Who Is at Risk for Developing Runner's Itch

If you try a treadmill sprint workout or take part in a HIIT class, you’re not destined to develop runner’s itch, says Eleázar. “It doesn’t happen to everybody,” she adds. If your fitness routine has been put on the backburner, though, you have a higher risk. “It’s typically seen when someone has been more sedentary,” says Eleázar. “Your body is not used to this rush of blood flow and has never felt the need to expand the capillaries and get as much blood into the muscles as with something as vigorous as running.
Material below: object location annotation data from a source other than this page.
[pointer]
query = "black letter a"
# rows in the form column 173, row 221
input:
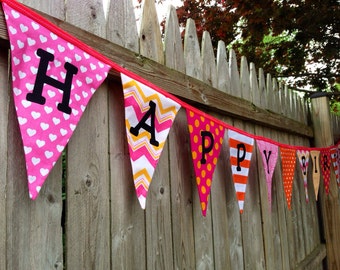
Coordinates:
column 42, row 78
column 142, row 124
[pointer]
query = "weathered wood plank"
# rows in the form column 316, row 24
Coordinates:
column 88, row 216
column 193, row 64
column 180, row 161
column 330, row 205
column 88, row 192
column 127, row 217
column 223, row 80
column 179, row 84
column 182, row 189
column 158, row 210
column 4, row 104
column 121, row 25
column 314, row 259
column 208, row 61
column 220, row 213
column 33, row 227
column 150, row 34
column 173, row 48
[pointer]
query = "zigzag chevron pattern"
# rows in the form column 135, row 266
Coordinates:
column 150, row 125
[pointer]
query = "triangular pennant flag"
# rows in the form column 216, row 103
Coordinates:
column 53, row 81
column 325, row 160
column 334, row 159
column 269, row 154
column 241, row 150
column 288, row 159
column 149, row 116
column 206, row 137
column 315, row 155
column 303, row 156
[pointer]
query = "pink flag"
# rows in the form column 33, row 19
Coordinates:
column 288, row 167
column 303, row 156
column 334, row 159
column 325, row 160
column 206, row 137
column 269, row 154
column 315, row 156
column 241, row 151
column 148, row 117
column 53, row 81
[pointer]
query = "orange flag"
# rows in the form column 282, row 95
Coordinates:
column 288, row 167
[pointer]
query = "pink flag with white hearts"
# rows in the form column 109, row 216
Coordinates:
column 53, row 81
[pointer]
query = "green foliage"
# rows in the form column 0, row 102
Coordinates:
column 287, row 38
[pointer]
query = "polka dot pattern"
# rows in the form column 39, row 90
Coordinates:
column 206, row 137
column 288, row 167
column 326, row 168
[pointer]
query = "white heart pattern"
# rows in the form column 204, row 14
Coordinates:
column 45, row 129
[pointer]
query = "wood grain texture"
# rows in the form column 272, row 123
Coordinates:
column 330, row 205
column 189, row 89
column 222, row 68
column 88, row 188
column 173, row 48
column 150, row 34
column 121, row 25
column 180, row 161
column 158, row 206
column 4, row 107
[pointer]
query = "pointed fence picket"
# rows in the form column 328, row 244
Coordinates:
column 103, row 226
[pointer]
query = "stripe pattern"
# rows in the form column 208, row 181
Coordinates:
column 334, row 159
column 269, row 153
column 241, row 150
column 288, row 159
column 144, row 155
column 315, row 157
column 206, row 138
column 303, row 156
column 325, row 160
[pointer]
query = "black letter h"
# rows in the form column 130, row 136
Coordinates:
column 42, row 78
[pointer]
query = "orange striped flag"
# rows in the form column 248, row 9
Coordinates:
column 288, row 157
column 241, row 150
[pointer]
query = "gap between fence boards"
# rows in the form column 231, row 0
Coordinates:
column 191, row 90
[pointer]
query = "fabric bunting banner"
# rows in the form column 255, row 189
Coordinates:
column 288, row 159
column 53, row 81
column 54, row 76
column 303, row 156
column 315, row 155
column 148, row 117
column 325, row 160
column 206, row 137
column 241, row 150
column 269, row 153
column 334, row 159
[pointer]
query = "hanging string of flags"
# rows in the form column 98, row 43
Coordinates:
column 54, row 76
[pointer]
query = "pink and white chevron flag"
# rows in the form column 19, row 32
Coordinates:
column 149, row 116
column 53, row 81
column 303, row 156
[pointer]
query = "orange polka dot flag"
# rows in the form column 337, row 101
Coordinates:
column 206, row 138
column 315, row 157
column 241, row 150
column 334, row 159
column 325, row 160
column 269, row 153
column 303, row 156
column 148, row 118
column 288, row 159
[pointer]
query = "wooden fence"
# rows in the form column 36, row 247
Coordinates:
column 100, row 225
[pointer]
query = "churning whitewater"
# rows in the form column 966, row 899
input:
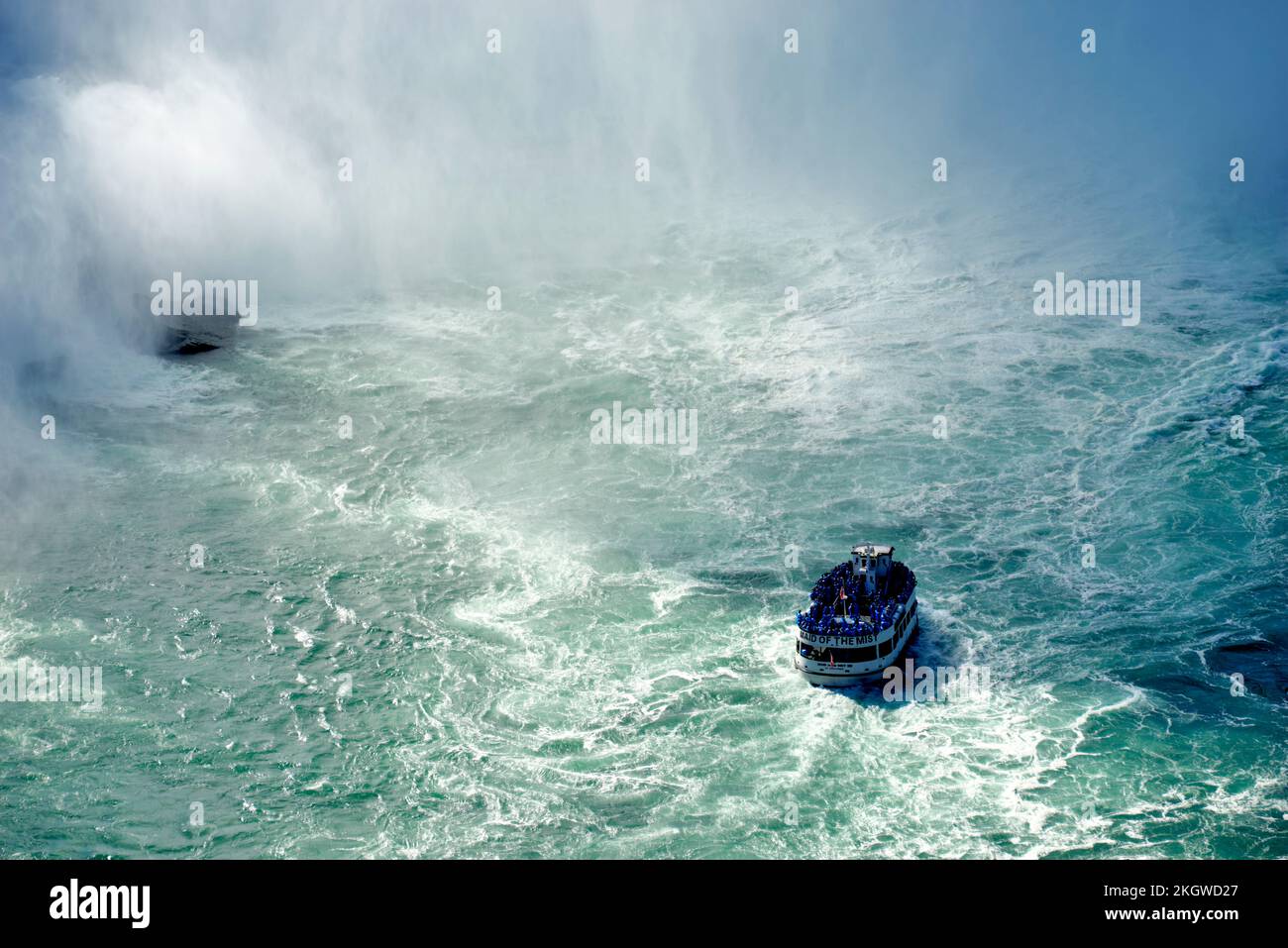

It’s almost like a shock response to your body.” People who pick up running and go out for their very first jog, for example, might experience that must-scratch feeling, and the same goes for folks who took a long break from running then go “too hard, too soon” when they first come back to it, she says.

How to Treat Runner's Itch

If an intense itchy feeling is distracting you from your run, your best bet to ease the reaction is by lowering the intensity of your workout (think: walking instead of sprinting) or stopping it altogether, says Eleázar. "The cause of the itching is the need to get more blood flow to the area, so if you lower the need to have all this blood flow to your lower limbs and potentially to your arms, typically it will go away," she explains. If you're still feeling the need to scratch, applying an anti-itch cream may also help, she adds.

That said, if your symptoms are lasting longer than a few hours or you're developing runner's itch repeatedly (i.e. after every workout), you're best off speaking with a healthcare provider to get to the root of your itchiness and obtainproper treatment, says Eleázar.

How to Prevent Runner's Itch

The first step to keeping runner's itch at bay? Wear moisture-wicking clothes washed with a gentle detergent and keep your skin dry to prevent potential irritation. Then, stick with an exercise plan that allows you to be consistent and gradually progress your workouts, says Eleázar. (Working with a running coach to devise this plan can be particularly helpful, she adds.) "If you're basically going zero to 100 and your body is reacting this way, that's just a sign it's a little bit too intense, it's a little bit too much for you at that period of time," she says. Consider breaking up your runs with walks, running for shorter periods of time, or overall lowering your session's intensity so your body can become acclimated to the rush of blood and not fatigue as quickly, she explains. (

How to Start Running for Beginners

"Just like everything else, if you go from one extreme to the other, it's not good for your body," says Eleázar. "So trying to expose it to a certain amount of stress but giving it time to recover is the best way to get through it."